Connecting people is the essence of social media.
But introverts are drained by people. Doesn’t that put us right back at square one?
Not exactly.
Push and pull marketing
I use push and pull to describe two different approaches to marketing.
Push marketing is what most people think about when they think of marketing. You look for ways to tell people about what you’re doing and how great it is. Extroverts excel at push marketing. There’s nothing more they like than meeting new people – lots of them, even all at once – and talking to them.
Pull marketing works more indirectly. With pull marketing, you look for ways to draw people to you. You figure out ways to listen. This is where introverts shine. Talk to a lot of strangers? We’ll pass. But setting up something where we can think and observe – now, that’s interesting.
Think of push and pull marketing as fishing. Push marketing is the bait. Pull marketing is the hook. You need both to catch people.
Pull marketing for social media
Seriously, social media is simple (Thank you, Dr. Lecter – I’d invite you to dinner but . . . yeah). The best way to get social media to do what it does is for us introverts to do what we do.
It’s easy to get distracted by trends, buzzwords, and Seth Godin.
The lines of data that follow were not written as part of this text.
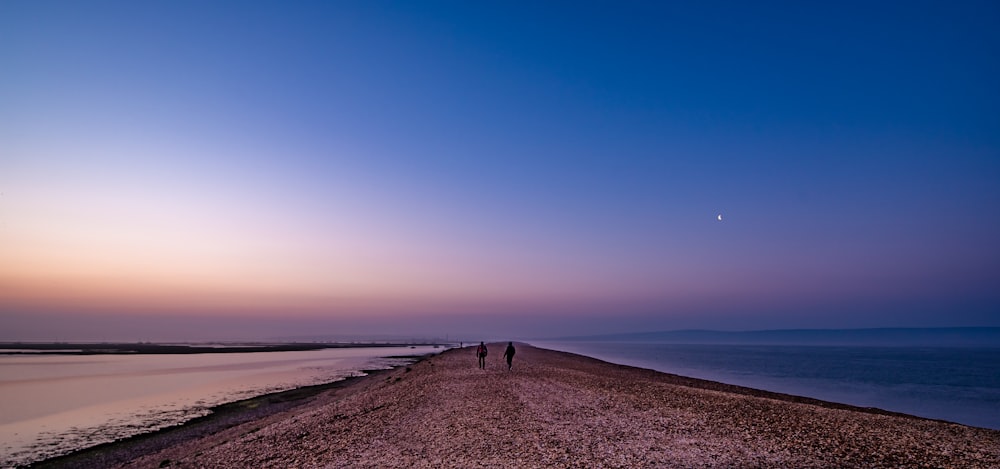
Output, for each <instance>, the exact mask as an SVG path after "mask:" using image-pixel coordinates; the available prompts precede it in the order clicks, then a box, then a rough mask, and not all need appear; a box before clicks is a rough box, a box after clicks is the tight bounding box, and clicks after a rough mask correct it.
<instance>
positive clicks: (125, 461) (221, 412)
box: [15, 355, 428, 468]
mask: <svg viewBox="0 0 1000 469" xmlns="http://www.w3.org/2000/svg"><path fill="white" fill-rule="evenodd" d="M427 357H428V355H397V356H391V357H387V358H399V359H407V360H413V361H411V362H409V363H406V364H401V365H398V366H395V367H393V368H388V369H382V368H380V369H373V370H358V371H359V372H360V373H362V374H361V375H359V376H350V377H347V378H343V379H339V380H337V381H331V382H329V383H322V384H314V385H309V386H301V387H297V388H293V389H287V390H284V391H277V392H271V393H267V394H261V395H259V396H254V397H249V398H246V399H240V400H236V401H232V402H227V403H224V404H219V405H216V406H213V407H210V408H209V410H210V413H209V414H207V415H203V416H200V417H194V418H192V419H190V420H187V421H185V422H183V423H179V424H176V425H171V426H168V427H164V428H160V429H158V430H153V431H150V432H147V433H140V434H137V435H133V436H130V437H127V438H123V439H120V440H115V441H111V442H107V443H101V444H98V445H94V446H90V447H86V448H81V449H78V450H75V451H71V452H69V453H66V454H62V455H59V456H53V457H50V458H46V459H42V460H39V461H35V462H32V463H30V464H27V465H24V466H15V467H24V468H90V467H111V466H117V465H120V464H123V463H126V462H128V461H130V460H133V459H135V458H136V457H138V456H141V455H146V454H152V453H155V452H156V451H159V450H162V449H164V448H166V447H169V446H171V445H176V444H180V443H184V442H186V441H190V440H193V439H197V438H202V437H205V436H208V435H213V434H217V433H219V432H222V431H225V430H227V429H229V428H232V427H235V426H239V425H242V424H245V423H248V422H253V421H256V420H261V419H265V418H268V417H271V416H273V415H276V414H280V413H281V412H286V411H288V410H292V409H294V408H296V407H300V406H303V405H307V404H309V403H310V402H312V401H313V400H314V399H316V398H317V397H319V396H320V395H322V394H323V393H326V392H330V391H334V390H337V389H341V388H346V387H349V386H351V385H353V384H354V383H355V382H356V381H360V380H365V379H368V378H374V377H376V376H379V375H382V374H385V373H388V372H390V371H392V370H395V369H397V368H401V367H408V366H411V365H413V364H415V363H418V362H419V361H421V360H424V359H426V358H427Z"/></svg>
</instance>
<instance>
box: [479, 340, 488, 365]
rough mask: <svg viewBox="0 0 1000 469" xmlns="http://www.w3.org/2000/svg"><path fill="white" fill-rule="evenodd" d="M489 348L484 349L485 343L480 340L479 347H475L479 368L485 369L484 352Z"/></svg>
mask: <svg viewBox="0 0 1000 469" xmlns="http://www.w3.org/2000/svg"><path fill="white" fill-rule="evenodd" d="M487 353H489V350H486V344H484V343H482V342H480V343H479V347H476V357H477V358H479V369H481V370H485V369H486V354H487Z"/></svg>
So much so that a lot of people go around chasing glamor instead of doing what works.
What works in social media marketing? Building meaningful relationships. Ironically, people spend a lot of time, energy, and money trying to avoid doing just that!
It’s like playing the lottery. And I don’t mean a scratcher or a Pick 3 every now and then. I mean the people who play the lottery. Every day, without fail. You even have people buying books, CDs, subscriptions to lottery websites, and even ordering Chinese food for the numbers inside fortune cookies.
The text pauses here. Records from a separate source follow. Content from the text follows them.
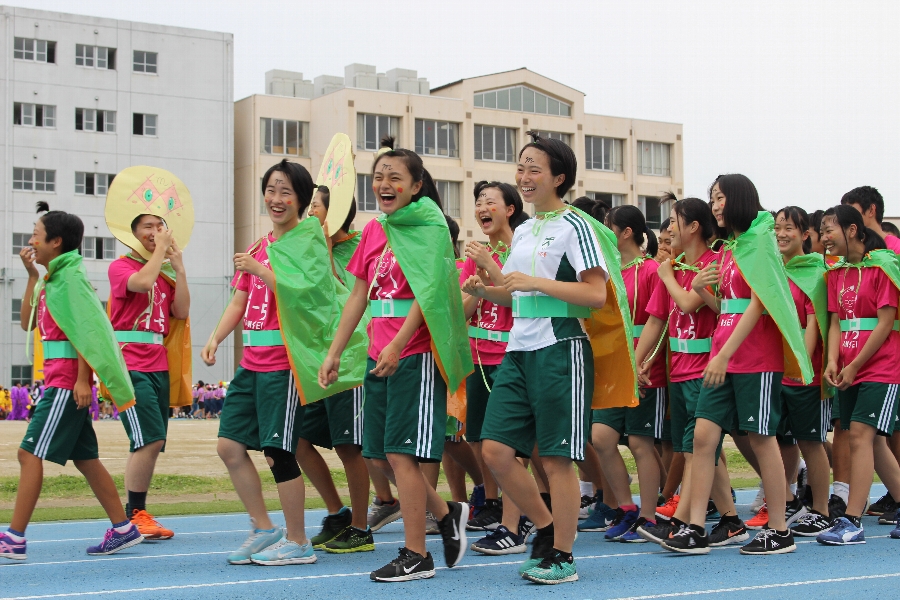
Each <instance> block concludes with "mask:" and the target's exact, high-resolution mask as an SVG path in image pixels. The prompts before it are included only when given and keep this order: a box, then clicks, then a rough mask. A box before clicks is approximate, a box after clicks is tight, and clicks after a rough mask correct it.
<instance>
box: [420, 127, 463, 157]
mask: <svg viewBox="0 0 900 600" xmlns="http://www.w3.org/2000/svg"><path fill="white" fill-rule="evenodd" d="M416 153H417V154H421V155H422V156H445V157H447V158H459V124H458V123H450V122H448V121H430V120H427V119H416Z"/></svg>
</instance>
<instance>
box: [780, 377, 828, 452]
mask: <svg viewBox="0 0 900 600" xmlns="http://www.w3.org/2000/svg"><path fill="white" fill-rule="evenodd" d="M821 395H822V388H821V386H818V385H807V386H799V385H782V386H781V402H782V406H781V411H782V412H781V423H780V424H779V425H778V434H779V436H780V437H781V438H782V439H783V440H784V441H785V442H791V441H792V440H803V441H809V442H825V439H826V436H827V434H828V432H829V431H831V399H830V398H826V399H825V400H822V399H821V397H820V396H821ZM789 438H790V439H789Z"/></svg>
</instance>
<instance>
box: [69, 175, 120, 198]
mask: <svg viewBox="0 0 900 600" xmlns="http://www.w3.org/2000/svg"><path fill="white" fill-rule="evenodd" d="M114 178H115V175H113V174H110V173H84V172H82V171H76V172H75V193H76V194H83V195H85V196H105V195H106V192H107V190H108V189H109V184H111V183H112V180H113V179H114Z"/></svg>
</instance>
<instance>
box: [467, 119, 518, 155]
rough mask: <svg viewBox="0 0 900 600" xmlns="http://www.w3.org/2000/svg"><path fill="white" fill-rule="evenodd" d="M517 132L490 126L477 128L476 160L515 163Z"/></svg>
mask: <svg viewBox="0 0 900 600" xmlns="http://www.w3.org/2000/svg"><path fill="white" fill-rule="evenodd" d="M515 151H516V130H515V129H509V128H506V127H491V126H489V125H476V126H475V160H491V161H496V162H513V157H514V156H515Z"/></svg>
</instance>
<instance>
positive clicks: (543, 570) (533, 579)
mask: <svg viewBox="0 0 900 600" xmlns="http://www.w3.org/2000/svg"><path fill="white" fill-rule="evenodd" d="M522 577H524V578H525V579H527V580H529V581H533V582H535V583H545V584H549V585H554V584H557V583H567V582H569V581H578V573H577V572H576V570H575V558H574V557H572V556H571V555H569V558H567V559H563V558H562V553H560V552H555V553H554V555H553V556H552V557H548V558H545V559H544V560H542V561H541V562H540V564H537V565H535V566H533V567H531V568H530V569H528V570H526V571H525V572H524V573H522Z"/></svg>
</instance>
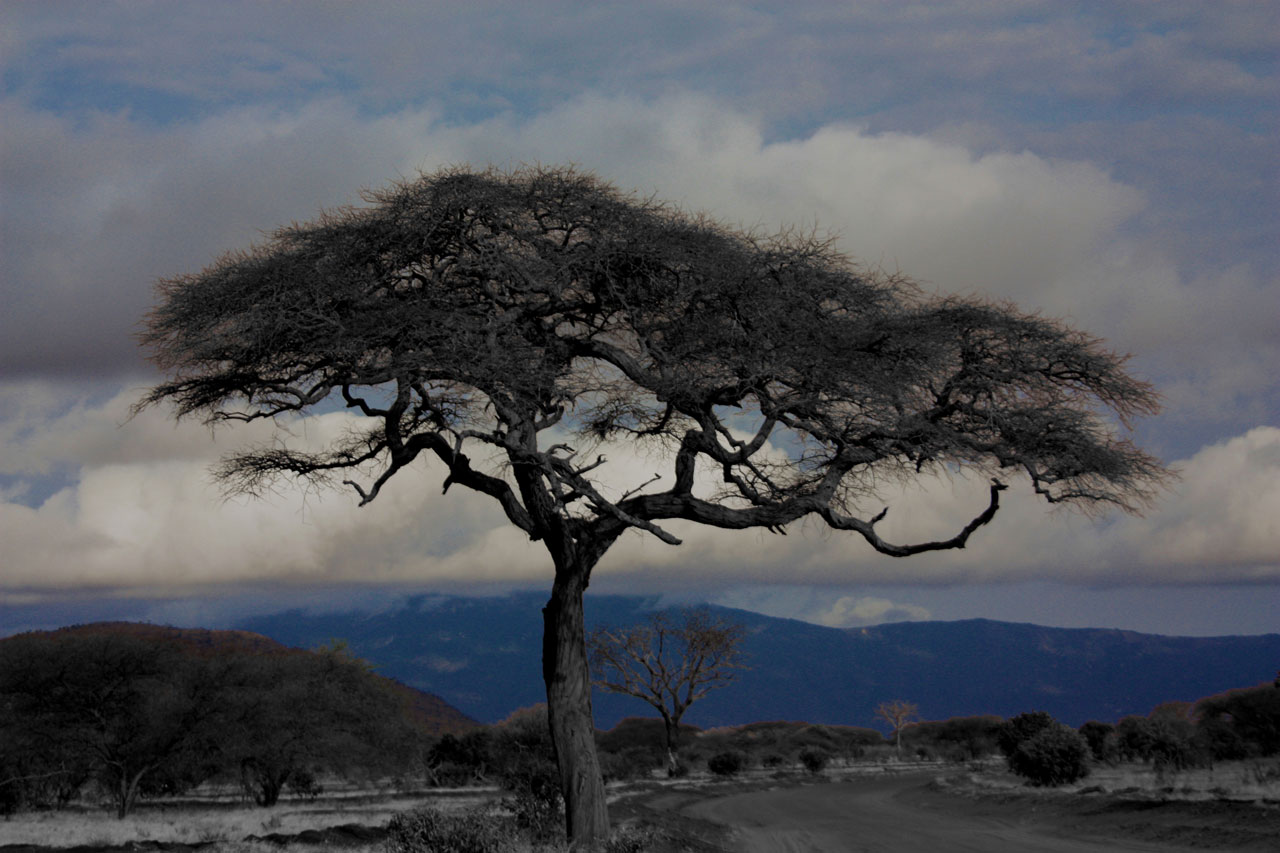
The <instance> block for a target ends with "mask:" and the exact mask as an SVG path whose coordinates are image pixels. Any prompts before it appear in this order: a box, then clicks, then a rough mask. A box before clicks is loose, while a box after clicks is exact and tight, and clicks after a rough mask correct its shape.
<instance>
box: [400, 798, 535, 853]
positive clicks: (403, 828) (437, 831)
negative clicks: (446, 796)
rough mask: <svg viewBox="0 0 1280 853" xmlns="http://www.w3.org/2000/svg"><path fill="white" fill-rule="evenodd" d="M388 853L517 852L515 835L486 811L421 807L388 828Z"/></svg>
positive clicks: (493, 816) (492, 815) (494, 852)
mask: <svg viewBox="0 0 1280 853" xmlns="http://www.w3.org/2000/svg"><path fill="white" fill-rule="evenodd" d="M387 831H388V835H387V847H385V850H387V853H515V852H516V850H517V849H518V848H517V847H516V838H515V834H513V833H512V831H511V827H509V826H508V825H507V824H506V822H504V821H503V820H502V818H499V817H497V816H494V815H486V813H484V812H479V811H476V812H460V813H454V815H448V813H444V812H440V811H438V809H435V808H422V809H417V811H413V812H406V813H402V815H397V816H394V817H393V818H392V821H390V824H389V825H388V826H387Z"/></svg>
But the fact of the matter is that if those people had saved and invested what they gambled (including what they spend on tools to help them gamble better), they’d have real wealth. In some cases, even if you played the odds (time and resources permitting) and won the big payoff, you’d have less money than if you simply put it aside and invested it.
Here it is, folks: if you treat social media marketing as a gamble, you’re going to lose (That goes for everything, not just marketing). Because the house always wins.
What does this mean for you?
Use social media for what they’re good for. Definitely do your research. Certainly spend your time wisely. Leverage what push marketing has revealed. Get creative with what you say. But there is no shortcut other than connecting with people. Which brings us to . . .
What introverts bring to marketing
This is where introverts get sold short. And that’s too bad because we bring something that’s really important but easy to overlook.
We already have enough people trying to get something from us. We’re already bombarded with messages treating us like things instead of people. We get enough of being treated like customers, consumers, demographics, focus groups, target audiences, subscribers, and everything under the sun except human beings.
People seek meaningful connections. The best way to do that is to show you want to learn about them.
Go out of your way to hear their experiences and understand their point of view. Make it your business to know them as people. Find ways to engage them with something that interests them. Doing these things takes active listening and perceptive dialogue (not monologue!).
This is what introverts do.
And there’s another reason why you shouldn’t discount our more internal way of processing things. According to many studies, about 25%-40% of us are introverts.
And who better to understand us than ourselves?